In my example, I have 4 rows. After the group and return minimum, I would expect only 3 rows returned. One for each GROUPID value.
If numpy arrays aren't the right tool, could you do this in Pandas?
Thank you
Upvotes: 1
Views: 739
Reputation: 10759
AS illustrated by others, you can do this in pandas, but it is a relatively heavyweight abstraction that introduces all kinds of other complexities that you may or may not be interested in.
The numpy_indexed package specializes in these kind of operations in isolation:
import numpy_indexed as npi
npi.group_by(data['GROUPID']).min(data['DISTANCE'])
Upvotes: 2
Reputation: 1365
Create a pandas DataFrame, group by GROUPID and aggregate by min()
:
df = pd.DataFrame(data, columns=('GROUPID','HASNEAR','DISTANCE'))

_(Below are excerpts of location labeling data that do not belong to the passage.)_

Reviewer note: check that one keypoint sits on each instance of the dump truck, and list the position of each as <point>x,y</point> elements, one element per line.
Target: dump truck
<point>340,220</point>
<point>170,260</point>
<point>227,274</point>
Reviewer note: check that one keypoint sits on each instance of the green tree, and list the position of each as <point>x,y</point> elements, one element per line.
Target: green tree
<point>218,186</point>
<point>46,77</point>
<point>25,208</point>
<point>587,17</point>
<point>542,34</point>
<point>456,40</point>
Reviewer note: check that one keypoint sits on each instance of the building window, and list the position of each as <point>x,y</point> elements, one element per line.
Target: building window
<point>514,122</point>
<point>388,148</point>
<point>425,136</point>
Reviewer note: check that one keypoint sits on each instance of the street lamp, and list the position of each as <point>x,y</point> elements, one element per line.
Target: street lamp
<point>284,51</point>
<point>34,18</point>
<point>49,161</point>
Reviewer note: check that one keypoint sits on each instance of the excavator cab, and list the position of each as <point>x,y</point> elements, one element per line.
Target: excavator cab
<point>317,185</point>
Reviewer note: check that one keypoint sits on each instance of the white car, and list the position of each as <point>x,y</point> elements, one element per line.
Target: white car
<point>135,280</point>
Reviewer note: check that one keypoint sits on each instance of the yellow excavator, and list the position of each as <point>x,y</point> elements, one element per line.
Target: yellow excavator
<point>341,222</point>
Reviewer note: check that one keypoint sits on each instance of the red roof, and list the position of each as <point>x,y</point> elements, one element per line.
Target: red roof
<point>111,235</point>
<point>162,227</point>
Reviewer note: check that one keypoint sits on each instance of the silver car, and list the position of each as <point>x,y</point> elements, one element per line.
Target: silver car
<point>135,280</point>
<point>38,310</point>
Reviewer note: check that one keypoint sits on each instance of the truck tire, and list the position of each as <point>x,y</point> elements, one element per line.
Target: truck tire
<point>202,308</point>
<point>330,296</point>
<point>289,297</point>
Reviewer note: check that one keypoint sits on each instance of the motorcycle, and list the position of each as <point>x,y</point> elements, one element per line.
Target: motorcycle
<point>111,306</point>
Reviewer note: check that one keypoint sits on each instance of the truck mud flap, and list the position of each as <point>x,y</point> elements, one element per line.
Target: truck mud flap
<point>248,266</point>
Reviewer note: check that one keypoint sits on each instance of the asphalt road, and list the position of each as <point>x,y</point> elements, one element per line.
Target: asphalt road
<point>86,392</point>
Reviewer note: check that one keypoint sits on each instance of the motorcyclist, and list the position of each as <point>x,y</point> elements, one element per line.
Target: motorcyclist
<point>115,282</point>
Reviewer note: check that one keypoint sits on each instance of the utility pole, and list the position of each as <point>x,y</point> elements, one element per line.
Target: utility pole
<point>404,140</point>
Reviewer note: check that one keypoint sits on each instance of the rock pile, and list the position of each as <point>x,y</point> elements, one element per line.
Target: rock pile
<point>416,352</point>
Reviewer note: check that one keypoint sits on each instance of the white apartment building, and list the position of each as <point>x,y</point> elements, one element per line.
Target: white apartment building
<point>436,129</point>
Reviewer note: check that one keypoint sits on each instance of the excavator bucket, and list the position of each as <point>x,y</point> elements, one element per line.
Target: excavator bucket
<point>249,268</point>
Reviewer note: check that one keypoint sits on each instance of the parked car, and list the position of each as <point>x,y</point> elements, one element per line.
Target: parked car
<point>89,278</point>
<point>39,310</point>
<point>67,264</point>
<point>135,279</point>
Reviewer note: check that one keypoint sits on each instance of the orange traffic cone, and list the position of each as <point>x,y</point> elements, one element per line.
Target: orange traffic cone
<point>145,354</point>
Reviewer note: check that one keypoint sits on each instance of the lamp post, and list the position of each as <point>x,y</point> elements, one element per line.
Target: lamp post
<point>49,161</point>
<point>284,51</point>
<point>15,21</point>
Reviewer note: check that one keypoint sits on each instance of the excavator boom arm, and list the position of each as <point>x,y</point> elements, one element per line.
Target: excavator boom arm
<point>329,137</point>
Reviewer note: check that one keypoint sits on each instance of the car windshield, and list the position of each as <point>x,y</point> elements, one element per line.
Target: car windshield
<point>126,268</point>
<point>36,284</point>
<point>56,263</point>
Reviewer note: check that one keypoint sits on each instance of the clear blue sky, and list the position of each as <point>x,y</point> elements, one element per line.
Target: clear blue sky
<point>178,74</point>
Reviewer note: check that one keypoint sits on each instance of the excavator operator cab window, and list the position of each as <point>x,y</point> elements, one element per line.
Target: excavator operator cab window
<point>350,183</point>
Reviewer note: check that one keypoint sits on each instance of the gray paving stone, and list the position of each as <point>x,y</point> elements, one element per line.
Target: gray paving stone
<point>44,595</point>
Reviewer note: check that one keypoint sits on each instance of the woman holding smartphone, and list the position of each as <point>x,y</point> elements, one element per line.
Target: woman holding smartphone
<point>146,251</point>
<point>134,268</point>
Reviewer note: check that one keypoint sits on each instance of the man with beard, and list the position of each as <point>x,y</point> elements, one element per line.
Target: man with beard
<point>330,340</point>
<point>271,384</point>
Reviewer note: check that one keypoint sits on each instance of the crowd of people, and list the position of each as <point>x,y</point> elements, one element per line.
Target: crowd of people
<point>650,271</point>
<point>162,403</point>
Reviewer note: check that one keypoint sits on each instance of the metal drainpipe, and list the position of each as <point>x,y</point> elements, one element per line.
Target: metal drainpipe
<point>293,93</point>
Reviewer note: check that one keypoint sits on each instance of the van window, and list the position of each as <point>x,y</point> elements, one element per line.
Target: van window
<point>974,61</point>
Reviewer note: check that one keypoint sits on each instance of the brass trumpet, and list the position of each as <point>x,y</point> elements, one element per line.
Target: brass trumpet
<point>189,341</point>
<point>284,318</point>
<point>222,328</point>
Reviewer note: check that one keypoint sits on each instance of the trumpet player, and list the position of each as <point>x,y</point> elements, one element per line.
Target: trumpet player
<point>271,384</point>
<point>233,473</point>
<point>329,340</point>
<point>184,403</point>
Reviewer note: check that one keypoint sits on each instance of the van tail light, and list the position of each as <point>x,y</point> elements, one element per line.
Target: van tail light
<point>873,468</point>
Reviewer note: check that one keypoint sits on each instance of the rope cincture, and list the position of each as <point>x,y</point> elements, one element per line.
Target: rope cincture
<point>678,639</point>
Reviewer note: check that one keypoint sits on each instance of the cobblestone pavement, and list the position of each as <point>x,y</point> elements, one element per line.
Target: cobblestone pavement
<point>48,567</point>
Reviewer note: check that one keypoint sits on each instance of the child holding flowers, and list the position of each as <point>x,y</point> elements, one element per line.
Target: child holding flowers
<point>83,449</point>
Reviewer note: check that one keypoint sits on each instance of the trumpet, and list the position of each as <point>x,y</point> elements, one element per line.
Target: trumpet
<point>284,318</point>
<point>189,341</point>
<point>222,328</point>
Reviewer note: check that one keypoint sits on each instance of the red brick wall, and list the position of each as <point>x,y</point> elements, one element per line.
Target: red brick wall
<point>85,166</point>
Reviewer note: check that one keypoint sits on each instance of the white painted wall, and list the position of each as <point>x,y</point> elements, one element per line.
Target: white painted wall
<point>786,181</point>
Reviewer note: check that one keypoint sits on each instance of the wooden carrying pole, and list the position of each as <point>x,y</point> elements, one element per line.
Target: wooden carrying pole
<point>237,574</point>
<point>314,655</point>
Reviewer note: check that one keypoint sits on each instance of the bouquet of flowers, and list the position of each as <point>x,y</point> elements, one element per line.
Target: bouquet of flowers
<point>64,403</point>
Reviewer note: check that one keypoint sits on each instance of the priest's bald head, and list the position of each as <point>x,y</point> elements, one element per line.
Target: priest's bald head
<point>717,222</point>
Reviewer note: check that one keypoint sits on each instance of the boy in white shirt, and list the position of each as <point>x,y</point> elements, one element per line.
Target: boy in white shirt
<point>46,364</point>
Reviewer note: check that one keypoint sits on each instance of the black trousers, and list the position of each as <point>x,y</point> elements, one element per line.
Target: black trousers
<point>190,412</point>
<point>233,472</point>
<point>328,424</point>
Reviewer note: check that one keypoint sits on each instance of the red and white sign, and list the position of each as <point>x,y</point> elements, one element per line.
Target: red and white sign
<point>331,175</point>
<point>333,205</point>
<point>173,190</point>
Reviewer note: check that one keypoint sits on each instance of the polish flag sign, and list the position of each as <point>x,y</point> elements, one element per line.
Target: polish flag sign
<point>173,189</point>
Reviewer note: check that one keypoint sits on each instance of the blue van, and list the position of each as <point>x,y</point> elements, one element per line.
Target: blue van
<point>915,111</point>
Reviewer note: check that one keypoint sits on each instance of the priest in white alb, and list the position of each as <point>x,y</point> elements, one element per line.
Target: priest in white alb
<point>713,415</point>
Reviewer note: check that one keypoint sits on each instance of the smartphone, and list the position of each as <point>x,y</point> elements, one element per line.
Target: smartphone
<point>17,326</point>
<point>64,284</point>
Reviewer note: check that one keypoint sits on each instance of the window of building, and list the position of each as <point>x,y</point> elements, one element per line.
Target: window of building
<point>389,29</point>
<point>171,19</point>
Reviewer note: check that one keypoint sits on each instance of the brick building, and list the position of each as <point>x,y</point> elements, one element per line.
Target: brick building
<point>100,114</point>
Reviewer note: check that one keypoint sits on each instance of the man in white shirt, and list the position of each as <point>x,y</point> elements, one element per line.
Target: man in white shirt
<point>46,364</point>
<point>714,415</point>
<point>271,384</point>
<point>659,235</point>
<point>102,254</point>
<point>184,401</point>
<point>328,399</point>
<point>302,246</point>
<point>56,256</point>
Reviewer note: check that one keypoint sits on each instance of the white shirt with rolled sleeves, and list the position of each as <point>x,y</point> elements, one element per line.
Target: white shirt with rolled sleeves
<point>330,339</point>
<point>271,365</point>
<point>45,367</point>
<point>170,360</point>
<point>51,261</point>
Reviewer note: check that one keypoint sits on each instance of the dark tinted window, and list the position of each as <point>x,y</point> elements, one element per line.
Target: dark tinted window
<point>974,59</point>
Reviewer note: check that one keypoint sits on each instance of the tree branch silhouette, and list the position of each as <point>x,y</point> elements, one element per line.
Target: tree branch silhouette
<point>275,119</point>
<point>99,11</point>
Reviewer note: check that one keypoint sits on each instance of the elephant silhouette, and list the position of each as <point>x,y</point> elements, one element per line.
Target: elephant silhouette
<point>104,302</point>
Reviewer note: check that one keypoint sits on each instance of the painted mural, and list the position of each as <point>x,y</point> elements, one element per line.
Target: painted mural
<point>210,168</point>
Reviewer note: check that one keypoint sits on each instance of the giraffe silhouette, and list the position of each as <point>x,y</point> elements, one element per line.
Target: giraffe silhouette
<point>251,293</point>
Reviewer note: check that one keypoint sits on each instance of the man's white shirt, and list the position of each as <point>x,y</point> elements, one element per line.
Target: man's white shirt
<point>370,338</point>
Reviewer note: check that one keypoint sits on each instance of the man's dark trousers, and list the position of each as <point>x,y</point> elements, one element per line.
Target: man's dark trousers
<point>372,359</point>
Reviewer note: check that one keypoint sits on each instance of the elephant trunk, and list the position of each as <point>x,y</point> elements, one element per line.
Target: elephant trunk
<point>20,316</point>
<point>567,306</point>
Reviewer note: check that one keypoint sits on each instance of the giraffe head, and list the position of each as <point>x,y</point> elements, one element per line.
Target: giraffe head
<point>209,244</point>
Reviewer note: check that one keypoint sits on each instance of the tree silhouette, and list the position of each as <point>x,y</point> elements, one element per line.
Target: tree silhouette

df.groupby('GROUPID').min()
Upvotes: 2
Reputation: 393933
IIUC you can do this in pandas:
In [8]:
import pandas as pd
# construct a df
df = pd.DataFrame(array)
df
Out[8]:
GROUPID HASNEAR DISTANCE
0 1 b'YES' 54.2340
1 1 b'YES' 1.0001
2 2 b'YES' 4.2340
3 3 b'YES' 0.2340
You can now groupby
on GROUPID column, call idxmin
to return the index of the min value for the column of interest and use this to filter the orig df:
In [9]:
df.loc[df.groupby('GROUPID')['DISTANCE'].idxmin()]
Out[9]:
GROUPID HASNEAR DISTANCE
1 1 b'YES' 1.0001
2 2 b'YES' 4.2340
3 3 b'YES' 0.2340
You can see what idxmin
returns is the index of the min values:
In [10]:
df.groupby('GROUPID')['DISTANCE'].idxmin()
Out[10]:
GROUPID
1 1
2 2
3 3
Name: DISTANCE, dtype: int64
You can convert back to a numpy array by calling .values
:
In [11]:
df.loc[df.groupby('GROUPID')['DISTANCE'].idxmin()].values
Out[11]:
array([[1, b'YES', 1.0001],
[2, b'YES', 4.234],
[3, b'YES', 0.234]], dtype=object)
Upvotes: 1